Me quito el anteojo con paciencia y lo deposito sobre la mesa de luz, al lado de tu amarillenta fotografía. Después me duermo con la cabeza apuntando hacia el otro rincón. Pero mi anteojo continúa con vida, todavía capturando los celebrados relieves de tu cutis, el perfecto desorden de tu flequillo y el delineado de tus ojos a punto de correrse por una de mis lágrimas.

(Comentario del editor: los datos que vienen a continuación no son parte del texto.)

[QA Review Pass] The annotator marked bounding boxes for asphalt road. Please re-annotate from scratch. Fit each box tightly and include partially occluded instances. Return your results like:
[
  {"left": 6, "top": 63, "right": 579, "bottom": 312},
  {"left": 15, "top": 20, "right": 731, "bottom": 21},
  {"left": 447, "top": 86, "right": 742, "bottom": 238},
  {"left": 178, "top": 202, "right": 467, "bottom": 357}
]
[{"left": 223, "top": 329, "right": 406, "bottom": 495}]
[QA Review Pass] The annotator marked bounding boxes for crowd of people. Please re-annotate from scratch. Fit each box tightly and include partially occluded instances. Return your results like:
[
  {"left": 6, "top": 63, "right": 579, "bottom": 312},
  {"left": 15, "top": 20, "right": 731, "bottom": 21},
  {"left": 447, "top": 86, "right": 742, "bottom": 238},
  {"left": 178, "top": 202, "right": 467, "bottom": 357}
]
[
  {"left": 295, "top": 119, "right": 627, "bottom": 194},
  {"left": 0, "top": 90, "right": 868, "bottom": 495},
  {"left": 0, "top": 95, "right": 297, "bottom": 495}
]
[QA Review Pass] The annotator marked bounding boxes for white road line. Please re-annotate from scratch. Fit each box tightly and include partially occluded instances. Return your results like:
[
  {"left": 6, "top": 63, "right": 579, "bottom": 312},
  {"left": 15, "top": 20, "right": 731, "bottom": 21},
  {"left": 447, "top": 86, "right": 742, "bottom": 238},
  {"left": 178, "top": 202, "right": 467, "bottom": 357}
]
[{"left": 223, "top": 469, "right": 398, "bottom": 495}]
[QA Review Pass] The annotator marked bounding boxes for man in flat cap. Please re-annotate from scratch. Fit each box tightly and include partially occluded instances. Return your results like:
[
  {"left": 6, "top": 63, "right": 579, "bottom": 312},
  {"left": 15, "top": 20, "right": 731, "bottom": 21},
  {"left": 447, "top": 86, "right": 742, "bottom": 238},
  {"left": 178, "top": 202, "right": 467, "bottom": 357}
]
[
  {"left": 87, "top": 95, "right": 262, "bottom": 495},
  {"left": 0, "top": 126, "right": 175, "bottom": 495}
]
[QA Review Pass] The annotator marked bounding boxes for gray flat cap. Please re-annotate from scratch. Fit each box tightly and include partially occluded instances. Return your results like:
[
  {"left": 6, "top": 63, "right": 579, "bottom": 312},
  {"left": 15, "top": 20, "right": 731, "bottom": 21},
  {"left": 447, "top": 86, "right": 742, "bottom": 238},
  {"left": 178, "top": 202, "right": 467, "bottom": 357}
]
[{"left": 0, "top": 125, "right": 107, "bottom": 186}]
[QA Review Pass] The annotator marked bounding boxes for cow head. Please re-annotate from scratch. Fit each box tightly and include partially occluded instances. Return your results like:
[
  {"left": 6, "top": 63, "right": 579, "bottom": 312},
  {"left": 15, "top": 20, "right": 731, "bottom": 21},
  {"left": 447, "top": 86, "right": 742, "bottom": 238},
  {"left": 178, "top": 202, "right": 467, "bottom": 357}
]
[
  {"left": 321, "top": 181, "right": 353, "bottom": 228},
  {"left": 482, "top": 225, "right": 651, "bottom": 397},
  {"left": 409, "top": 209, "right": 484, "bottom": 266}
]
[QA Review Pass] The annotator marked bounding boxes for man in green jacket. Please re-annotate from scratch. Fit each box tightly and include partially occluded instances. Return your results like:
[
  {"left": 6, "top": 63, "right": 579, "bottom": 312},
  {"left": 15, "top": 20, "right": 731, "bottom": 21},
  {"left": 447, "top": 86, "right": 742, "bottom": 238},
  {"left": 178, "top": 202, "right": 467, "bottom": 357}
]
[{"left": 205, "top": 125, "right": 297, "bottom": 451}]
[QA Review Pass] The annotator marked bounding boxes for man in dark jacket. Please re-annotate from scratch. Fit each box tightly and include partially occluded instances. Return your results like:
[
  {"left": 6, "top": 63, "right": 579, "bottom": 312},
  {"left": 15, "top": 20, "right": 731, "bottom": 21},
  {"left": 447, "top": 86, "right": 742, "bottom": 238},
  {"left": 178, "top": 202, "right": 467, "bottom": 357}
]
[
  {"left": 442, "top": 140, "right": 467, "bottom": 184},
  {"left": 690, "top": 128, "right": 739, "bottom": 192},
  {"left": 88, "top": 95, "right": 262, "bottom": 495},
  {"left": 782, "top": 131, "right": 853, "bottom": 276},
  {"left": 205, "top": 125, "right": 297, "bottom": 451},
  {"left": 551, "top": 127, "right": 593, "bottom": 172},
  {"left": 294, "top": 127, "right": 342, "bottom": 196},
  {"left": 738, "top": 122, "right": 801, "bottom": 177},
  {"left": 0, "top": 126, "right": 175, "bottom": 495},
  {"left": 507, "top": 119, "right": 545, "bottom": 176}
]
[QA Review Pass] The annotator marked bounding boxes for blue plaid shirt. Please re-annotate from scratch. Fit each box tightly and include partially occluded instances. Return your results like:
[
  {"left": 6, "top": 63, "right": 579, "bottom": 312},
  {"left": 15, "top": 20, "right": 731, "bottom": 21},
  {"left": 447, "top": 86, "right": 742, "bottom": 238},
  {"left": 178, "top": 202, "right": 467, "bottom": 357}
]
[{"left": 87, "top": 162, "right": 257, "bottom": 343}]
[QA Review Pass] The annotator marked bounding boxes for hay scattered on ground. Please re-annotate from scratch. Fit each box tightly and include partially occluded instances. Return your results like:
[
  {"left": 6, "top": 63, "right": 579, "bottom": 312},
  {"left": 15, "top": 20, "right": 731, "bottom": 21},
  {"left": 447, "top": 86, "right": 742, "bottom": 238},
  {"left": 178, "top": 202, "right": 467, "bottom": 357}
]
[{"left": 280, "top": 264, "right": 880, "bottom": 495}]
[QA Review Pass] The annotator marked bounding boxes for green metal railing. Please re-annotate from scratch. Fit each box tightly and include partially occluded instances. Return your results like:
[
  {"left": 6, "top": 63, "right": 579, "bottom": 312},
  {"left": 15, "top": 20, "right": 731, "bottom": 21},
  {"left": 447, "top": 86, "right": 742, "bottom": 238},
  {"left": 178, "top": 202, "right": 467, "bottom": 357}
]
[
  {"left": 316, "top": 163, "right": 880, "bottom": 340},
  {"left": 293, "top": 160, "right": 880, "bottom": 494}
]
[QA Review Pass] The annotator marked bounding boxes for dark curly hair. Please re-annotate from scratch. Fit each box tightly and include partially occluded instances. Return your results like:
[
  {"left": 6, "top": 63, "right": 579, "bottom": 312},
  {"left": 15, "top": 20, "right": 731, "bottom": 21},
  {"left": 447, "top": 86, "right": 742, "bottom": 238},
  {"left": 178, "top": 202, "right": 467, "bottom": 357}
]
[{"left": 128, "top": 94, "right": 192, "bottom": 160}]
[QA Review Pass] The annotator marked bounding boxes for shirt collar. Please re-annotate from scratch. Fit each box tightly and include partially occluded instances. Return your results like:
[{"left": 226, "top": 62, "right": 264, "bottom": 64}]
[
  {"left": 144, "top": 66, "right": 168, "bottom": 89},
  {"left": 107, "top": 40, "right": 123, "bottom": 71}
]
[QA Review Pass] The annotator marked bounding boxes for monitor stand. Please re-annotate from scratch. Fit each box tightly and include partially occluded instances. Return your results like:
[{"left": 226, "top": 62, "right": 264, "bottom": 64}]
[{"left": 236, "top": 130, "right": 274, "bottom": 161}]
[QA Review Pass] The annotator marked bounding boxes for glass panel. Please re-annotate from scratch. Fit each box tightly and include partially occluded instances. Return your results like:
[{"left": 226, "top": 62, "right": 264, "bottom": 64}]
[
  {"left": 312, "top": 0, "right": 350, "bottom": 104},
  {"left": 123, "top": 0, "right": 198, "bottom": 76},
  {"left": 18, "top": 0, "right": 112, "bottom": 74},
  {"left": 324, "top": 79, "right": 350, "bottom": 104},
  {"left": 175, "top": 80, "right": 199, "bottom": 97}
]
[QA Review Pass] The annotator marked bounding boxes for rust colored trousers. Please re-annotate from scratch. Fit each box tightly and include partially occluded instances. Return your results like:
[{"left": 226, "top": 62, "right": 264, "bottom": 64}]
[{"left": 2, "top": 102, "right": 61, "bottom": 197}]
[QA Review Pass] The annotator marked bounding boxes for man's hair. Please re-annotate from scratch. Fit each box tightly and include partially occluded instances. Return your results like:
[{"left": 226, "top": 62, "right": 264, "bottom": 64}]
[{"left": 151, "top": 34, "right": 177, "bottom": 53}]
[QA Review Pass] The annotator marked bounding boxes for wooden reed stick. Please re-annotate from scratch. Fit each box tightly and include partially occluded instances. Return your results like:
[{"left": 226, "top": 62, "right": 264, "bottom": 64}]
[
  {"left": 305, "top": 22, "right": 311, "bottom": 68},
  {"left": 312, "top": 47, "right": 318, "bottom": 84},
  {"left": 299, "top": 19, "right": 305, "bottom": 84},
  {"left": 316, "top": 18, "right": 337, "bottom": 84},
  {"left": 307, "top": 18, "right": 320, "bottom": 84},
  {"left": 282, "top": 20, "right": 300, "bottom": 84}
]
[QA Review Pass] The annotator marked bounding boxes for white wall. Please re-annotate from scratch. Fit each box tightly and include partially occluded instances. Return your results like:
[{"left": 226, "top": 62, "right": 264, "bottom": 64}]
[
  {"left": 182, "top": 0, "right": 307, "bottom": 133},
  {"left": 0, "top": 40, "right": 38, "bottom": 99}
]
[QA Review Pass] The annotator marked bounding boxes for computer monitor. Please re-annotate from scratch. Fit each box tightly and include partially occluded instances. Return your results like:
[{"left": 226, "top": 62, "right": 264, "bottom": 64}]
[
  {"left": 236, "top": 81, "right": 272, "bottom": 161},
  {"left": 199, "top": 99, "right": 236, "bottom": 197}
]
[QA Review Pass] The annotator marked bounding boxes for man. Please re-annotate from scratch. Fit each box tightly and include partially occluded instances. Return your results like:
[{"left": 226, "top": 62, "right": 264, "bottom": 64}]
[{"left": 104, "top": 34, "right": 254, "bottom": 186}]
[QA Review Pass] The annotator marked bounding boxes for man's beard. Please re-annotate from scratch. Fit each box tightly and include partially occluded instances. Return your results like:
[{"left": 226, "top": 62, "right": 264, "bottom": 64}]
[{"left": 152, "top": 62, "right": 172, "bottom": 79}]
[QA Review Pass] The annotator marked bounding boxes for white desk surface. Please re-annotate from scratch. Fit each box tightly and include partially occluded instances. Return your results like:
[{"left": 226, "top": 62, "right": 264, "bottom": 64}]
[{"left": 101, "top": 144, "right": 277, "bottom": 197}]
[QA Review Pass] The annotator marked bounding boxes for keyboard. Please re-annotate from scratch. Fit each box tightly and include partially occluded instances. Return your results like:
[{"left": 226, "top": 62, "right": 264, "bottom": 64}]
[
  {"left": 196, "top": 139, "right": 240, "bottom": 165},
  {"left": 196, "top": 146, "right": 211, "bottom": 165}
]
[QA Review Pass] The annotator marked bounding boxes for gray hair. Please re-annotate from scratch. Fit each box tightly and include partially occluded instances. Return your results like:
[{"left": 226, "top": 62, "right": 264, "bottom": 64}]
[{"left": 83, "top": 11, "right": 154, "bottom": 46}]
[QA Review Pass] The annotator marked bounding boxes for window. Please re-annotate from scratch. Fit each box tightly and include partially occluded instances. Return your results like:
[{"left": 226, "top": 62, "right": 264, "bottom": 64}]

Ya vendrán tiempos peores, cuando pueda recordar el futuro que ahora está haciendo crujir la puerta. Claro que mañana ya no pienso saludarte. Apenas observaré con ternura tu forma de darme agua y recorreré tu clavícula con los mismos dedos que uso para fumar. Quizás logre soñarme cuerdo en la profundidad de tus ojos grises, y que esta frenética autopsia se vaya en una de tus lágrimas, conociendo así la perfecta geometría de tu rostro. Bebo un sorbo más de leche y recuerdo la textura blanca de tus orgasmos, tu volcánica actitud vaginal, aquellas íntimas contracciones quitándome la razón. La habitación estaba vacía excepto por nosotros, ahí tirados en la cama, saturados de sombras y colores. El humo transformándose en sábanas y viceversa. Éramos los dos por aparte, nacidos de otro cielo para depositar llamas en nuestro desnudo paraíso. Así todos los días, una dulce depresión erosionaba nuestros esqueletos y las horas tenían la fuerza de los siglos, de los siglos que a su vez tenían la fuerza de la eternidad. Es muy probable que tú lo hayas sentido de otro modo. Siempre fuiste la fijeza pictórica en contra de mi inestable discurso. Aún recuerdo la belleza monstruosa de tus cuadros, esos millones de lienzos que eran como sombras viciadas en tu atelier, cucarachas glamorosas en un festín de espontáneos retazos. Las calles se nos entregaban apacibles, con sus estrechas veredas y el tamaño a veces intimidante de los carteles. Yo te decía que de un momento a otro algún cartel se nos podía caer encima. Vos te reías despacio, me despeinabas con gracia y me llamabas paranoico. Me divertía mucho saber que tenías razón. Me sentía seguro a tu lado. Nada se parecía a este inestable equilibrio escoltado de abismos. También juntábamos volantes en la peatonal, averiguando las funciones gratuitas de alguna obra de teatro. Cualquier acontecimiento artístico era de nuestro agrado a pesar de que concurríamos con desgano y despreocupación. Era más que nada una forma de pasar el tiempo. Ya no sé, a veces pienso que es imposible saberlo, sobre qué boca terminará empantanándose mi última vértebra.